Shallow syntactic function labeller

Architecture

1. The labeller takes a string in Apertium stream format with morphological tags:

^vino<n><m><sg>$ = INPUT

2. Parses it into a sequence of morphological tags:

<n><m><sg>

3. Restores the model for this language (which is in the same directory and looks like .json file or like a .pkl file)

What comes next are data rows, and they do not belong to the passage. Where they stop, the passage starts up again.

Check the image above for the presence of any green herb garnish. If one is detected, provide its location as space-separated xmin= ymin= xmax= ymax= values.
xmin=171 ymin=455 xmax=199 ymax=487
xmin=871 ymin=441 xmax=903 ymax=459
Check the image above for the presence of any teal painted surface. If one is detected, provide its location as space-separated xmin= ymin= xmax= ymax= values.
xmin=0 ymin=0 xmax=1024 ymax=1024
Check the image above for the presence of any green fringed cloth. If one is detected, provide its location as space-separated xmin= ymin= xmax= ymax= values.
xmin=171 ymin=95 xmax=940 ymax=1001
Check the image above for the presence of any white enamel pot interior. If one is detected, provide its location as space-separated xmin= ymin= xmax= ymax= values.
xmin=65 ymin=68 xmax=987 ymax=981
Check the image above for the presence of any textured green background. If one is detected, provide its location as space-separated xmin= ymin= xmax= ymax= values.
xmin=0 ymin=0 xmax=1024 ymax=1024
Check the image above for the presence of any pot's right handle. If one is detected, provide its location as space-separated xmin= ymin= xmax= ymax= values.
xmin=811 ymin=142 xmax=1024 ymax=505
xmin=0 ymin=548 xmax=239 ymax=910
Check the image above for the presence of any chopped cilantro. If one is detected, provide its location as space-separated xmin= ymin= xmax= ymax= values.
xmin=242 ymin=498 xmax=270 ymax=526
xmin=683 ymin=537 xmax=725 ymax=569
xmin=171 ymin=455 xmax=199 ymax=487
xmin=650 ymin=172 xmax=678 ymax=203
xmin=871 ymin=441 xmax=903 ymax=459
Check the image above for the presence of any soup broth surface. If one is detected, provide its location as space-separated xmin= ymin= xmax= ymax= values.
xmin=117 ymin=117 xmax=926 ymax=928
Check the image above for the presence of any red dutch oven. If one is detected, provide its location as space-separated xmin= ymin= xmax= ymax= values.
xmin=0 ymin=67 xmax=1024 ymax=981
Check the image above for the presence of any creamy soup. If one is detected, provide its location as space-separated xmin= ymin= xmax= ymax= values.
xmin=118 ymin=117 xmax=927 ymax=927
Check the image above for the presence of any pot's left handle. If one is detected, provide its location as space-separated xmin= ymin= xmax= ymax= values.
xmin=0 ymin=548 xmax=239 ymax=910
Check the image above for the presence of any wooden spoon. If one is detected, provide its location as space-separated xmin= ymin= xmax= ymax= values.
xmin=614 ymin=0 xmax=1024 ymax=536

4. The algorithm analyzes the string and gives a sequence of syntactic tags as an output.

<@nsubj>

5. The labeller applies given labels to the original string:

^vino<n><m><sg><@nsubj>$ = OUTPUT

So, in the end there will be a module itself and a file with a model.

Week	Dates	To do
1	30th May — 5th June	Handling possible discrepancies between tagsets, writing a script for parsing Sami corpus.
2	6th June — 12th June
3	13th June — 19th June
4	20th June — 26th June
First evaluation	Ready-to-use datasets
5	27th June — 3rd July	Building the model
6	4th July — 10th July	Training the classifier Evaluating the quality of the prototype
7	11th July — 17th July	Further training Working on improvements of the model
8	18th July — 24th July	Final testing Writing a script, which applies labels to the original string in Apertium stream format
Second evaluation	Well-trained model at least for North Sami
9	25th July — 31th July	Collecting all parts of the labeller together Adding machine-learned module instead of the syntax labelling part of sme-nob CG module to test it
10	1st August — 7th August	Adding machine-learned module instead of the syntax labelling part of sme-nob CG module to test it
11	8th August — 14th August	Testing Fixing bugs
12	15th August — 21th August	Cleaning up the code Writing documentation
Final evaluation	The prototype shallow syntactic function labeller.